Skin Health: The collagen content in bone marrow also supports skin health. Collagen helps in maintaining skin hydration and elasticity, which is crucial for youthful skin appearance. Regularly consuming collagen-rich foods like bone marrow could contribute to skin that looks firmer and more radiant. A 2014 study in the journal Skin Pharmacology and Physiology found that women who took a collagen supplement derived from pigskin, which is similar in composition to human collagen, experienced improved skin elasticity compared to those who did not.

Nutrient Absorption: Bone marrow fats enhance the absorption of fat-soluble vitamins, which are essential for skin health and wound healing. These vitamins, including vitamins A, D, E, and K, play critical roles in skin cell regeneration and overall dermal health. The fats in bone marrow might aid in the bioavailability of these nutrients, thereby indirectly benefiting skin health.

Ancient and Modern Perspectives: Traditional dietary practices often revered bone marrow for its nourishing properties, and modern nutrition is beginning to recognize these benefits as well. By blending ancient wisdom with contemporary science, we can appreciate the role of bone marrow in supporting collagen production and maintenance.

It's essential, however, to source high-quality bone marrow for consumption. Preferably, sourcing from organically raised and grass-fed animals will ensure that the bone marrow is free from unwanted chemicals and antibiotics, which can negate the health benefits.

In summary, while more research is needed to fully understand and quantify the effects of bone marrow on skin and joint health, the existing links between bone marrow, collagen production, and nutrient absorption suggest that moderate consumption of bone marrow could offer potential benefits. As with all food sources, variety and balance in your diet are key, and bone marrow should be considered a part of a holistic approach to health and nutrition.

Risk of Contamination in Bone Marrow: BSE and Other Pathogens

When discussing the safety of consuming bone marrow, it is crucial to consider the potential risks of contamination with various pathogens. Bone marrow, like any animal product, can be a carrier for infectious agents if not handled or sourced properly. The two main concerns when it comes to bone marrow contamination are Bovine Spongiform Encephalopathy (BSE), commonly known as mad cow disease, and the transmission of other bacteria and viruses that could cause illness.

Bovine Spongiform Encephalopathy (BSE)

BSE is a neurodegenerative disease found in cattle, which can have dire consequences if transmitted to humans through contaminated beef products, including bone marrow. Human contraction of BSE leads to a condition known as variant Creutzfeldt-Jakob Disease (vCJD), which is fatal and has no cure. Strict regulations and surveillance systems have been implemented, especially after the BSE outbreak in the 1980s and 1990s, to minimize the risk of BSE-contaminated products entering the food supply. When sourcing bone marrow, it is essential to select products from countries with a known low incidence of BSE and to opt for suppliers that adhere to rigorous testing and safety standards.

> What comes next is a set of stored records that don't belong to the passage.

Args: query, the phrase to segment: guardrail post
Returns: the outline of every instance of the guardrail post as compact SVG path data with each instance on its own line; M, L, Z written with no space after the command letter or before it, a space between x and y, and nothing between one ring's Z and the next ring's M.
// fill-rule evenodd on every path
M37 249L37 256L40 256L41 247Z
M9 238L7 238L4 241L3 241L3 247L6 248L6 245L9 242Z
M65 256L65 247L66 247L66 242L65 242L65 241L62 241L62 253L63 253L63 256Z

Transmissible Spongiform Encephalopathies (TSEs)

BSE is one of several Transmissible Spongiform Encephalopathies (TSEs) that affect animals. These diseases are caused by prions, which are misfolded proteins capable of inducing abnormal folding of normal cellular proteins. Prions are incredibly resistant to common methods of sterilization and can lead to devastating effects on the brain. While BSE is the most recognized form that can impact humans, other TSEs underline the importance of ensuring the bone marrow is sourced from healthy, well-monitored animals.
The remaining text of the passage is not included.